Top reductions of 34.55 percent in Friendship, 32.82 percent in Cuba and 21.9 percent in Hume result from an increase in equalization rates due to re-assessments which can result in a tax rate decrease being negated for many property taxpayers.
The Town of Grove also shows a 9.03 percent decrease based on maintaining its 100 percent equalization rate from last year and Wellsville at 7.78 percent due to a drop of only one percent, from 73 to 72.
Another 13 towns show a decrease, but less than the overall county percentage, including Amity, which dropped from 100 percent equalization to 93, Burns which decreased from 100 to 94, and Granger from 100 to 95.
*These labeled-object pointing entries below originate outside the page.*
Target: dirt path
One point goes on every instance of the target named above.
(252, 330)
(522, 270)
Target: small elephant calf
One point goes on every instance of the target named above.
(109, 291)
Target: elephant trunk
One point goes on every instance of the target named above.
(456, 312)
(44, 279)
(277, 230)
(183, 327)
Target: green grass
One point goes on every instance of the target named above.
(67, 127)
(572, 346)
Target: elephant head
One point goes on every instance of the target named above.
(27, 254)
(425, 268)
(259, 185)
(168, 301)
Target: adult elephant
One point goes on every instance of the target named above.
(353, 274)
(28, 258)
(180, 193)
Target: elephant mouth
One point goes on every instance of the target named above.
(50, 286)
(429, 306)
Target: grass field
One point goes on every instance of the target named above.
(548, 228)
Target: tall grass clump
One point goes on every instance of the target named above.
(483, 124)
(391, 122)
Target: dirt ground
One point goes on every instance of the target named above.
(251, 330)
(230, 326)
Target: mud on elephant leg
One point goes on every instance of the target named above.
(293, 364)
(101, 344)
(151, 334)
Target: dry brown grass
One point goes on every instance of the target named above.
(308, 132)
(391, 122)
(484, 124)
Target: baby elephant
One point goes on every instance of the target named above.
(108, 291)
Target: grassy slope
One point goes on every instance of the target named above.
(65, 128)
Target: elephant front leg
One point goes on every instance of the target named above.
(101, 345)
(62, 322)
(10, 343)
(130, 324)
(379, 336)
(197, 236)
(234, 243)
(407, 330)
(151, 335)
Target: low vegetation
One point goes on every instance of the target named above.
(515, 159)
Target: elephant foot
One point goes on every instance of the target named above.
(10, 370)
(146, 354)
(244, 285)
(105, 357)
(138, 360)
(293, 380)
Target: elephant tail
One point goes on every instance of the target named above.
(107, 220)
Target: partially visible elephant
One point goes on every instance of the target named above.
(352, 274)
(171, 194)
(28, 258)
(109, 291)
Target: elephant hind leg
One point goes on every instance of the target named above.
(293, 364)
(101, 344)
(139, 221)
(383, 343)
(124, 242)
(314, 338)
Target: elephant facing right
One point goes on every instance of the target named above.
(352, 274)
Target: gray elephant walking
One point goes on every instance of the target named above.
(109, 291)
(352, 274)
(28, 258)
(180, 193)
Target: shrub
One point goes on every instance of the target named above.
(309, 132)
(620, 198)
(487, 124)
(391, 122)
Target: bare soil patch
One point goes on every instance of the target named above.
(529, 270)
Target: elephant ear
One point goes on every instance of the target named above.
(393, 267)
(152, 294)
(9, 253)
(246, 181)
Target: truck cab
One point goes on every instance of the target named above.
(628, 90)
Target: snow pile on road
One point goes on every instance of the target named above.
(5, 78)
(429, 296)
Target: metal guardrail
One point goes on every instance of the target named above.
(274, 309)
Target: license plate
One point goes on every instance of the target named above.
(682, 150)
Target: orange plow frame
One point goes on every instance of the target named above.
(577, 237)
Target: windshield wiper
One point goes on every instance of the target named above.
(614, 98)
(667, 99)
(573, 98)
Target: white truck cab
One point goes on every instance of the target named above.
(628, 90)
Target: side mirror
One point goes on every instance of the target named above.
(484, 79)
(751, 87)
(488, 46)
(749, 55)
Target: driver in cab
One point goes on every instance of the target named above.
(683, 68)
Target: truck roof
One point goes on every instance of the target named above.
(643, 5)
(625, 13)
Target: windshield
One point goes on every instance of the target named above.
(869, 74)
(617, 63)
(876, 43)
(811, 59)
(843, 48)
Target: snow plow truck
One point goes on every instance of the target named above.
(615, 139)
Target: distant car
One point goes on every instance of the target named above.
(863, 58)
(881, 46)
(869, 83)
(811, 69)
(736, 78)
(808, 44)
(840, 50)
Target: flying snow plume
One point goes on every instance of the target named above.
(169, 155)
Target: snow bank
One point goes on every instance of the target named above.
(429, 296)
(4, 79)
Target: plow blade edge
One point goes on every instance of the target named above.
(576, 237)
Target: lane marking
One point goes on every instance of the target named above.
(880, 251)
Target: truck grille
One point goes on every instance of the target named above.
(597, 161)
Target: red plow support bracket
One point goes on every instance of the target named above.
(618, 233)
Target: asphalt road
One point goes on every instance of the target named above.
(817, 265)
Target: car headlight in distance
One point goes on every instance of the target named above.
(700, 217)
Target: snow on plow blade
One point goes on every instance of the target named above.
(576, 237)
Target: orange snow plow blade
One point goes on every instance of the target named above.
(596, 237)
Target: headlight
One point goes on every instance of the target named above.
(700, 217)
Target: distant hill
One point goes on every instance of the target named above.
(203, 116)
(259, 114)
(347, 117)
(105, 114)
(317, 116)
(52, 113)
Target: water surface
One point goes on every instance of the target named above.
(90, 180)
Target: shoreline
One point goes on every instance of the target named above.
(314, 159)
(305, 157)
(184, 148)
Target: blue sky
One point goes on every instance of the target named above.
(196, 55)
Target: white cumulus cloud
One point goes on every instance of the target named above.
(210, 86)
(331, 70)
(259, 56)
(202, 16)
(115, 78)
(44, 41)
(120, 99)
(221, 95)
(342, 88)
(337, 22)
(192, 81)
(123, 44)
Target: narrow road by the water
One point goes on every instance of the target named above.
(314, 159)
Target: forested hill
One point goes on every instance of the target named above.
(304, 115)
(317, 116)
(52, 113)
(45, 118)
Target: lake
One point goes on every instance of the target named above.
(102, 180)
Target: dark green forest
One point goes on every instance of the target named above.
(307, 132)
In 11 towns, tax rates will increase, from .29 percent in Genesee to 6.49 percent in Willing.
This is one more town than last year when, although the county rate decreased 4516-cents per $1,000 of true value, or 3.5 percent, 10 towns saw increases.
Our chart showing the changes in equalization and tax rates for this year and propossed for next year accompanies this story.
Budget preparation a “juggling act”
County Treasurer and Assistant Budget Officer Terri Ross told committee members last week that the proposed budget has been “a juggling act” in order to come in under the two percent state property tax increase cap requirement.
She said the total property tax levy is “up significantly,” with documents showing an increase from $29.7 million to $30.3 million, which is being offset by a $3.5 million estimated jump in sales tax revenues, to $29 million, and the additional $3.3 million being allocated from surplus.
Proposed general fund expenditures are $108,140,241, compared with $98,651,226, a difference of nearly $9.5 million or 9.62 percent.
In regard to the wide variation in resulting town tax rates, Ross said that some towns refuse to reassess but that “in the end not doing revaluations hurt their tax rates.”
She said that revaluations can cost $50,000 t0 $60,000, depending on the town, with the cost in prior years being some $7 per parcel, although she isn’t familiar with current prices.
Use of federal ARPA funds
The treasurer said the county board will need to take into consideration where it wants to take money from next year, saying that some department head budget requests were shifted into possible use of the $9 million of American Rescue Plan Act (ARPA) pandemic funds which the county has received, which is in addition to the general county budget.
Legislator Kevin (Fred) Demick of Angelica said he believes the board needs to better understand the current status of such funding, with monies having to be allocated by the end of next year and spent by the end of 2026.
Knapp pointed out that some possibilities on a list wouldn’t likely be completed by the 2026 date and, if approved, would need to be directed toward the general fund.
She gave a proposed timeline for adoption of a new budget, saying it would be received by the Board Wednesday, with a public hearing set for 7PM Thursday, November 30, in keeping with prior year’s dates. The final budget then could be approved at the Board’s December 13 meeting.
A public hearing on the budget originally had been set to be designated last month but the resolution was removed, without comment, from the agenda
The 155-page budget document, which has ballooned from 115 pages last year, is expected to be posted on the county’s website at www.alleganyco.gov.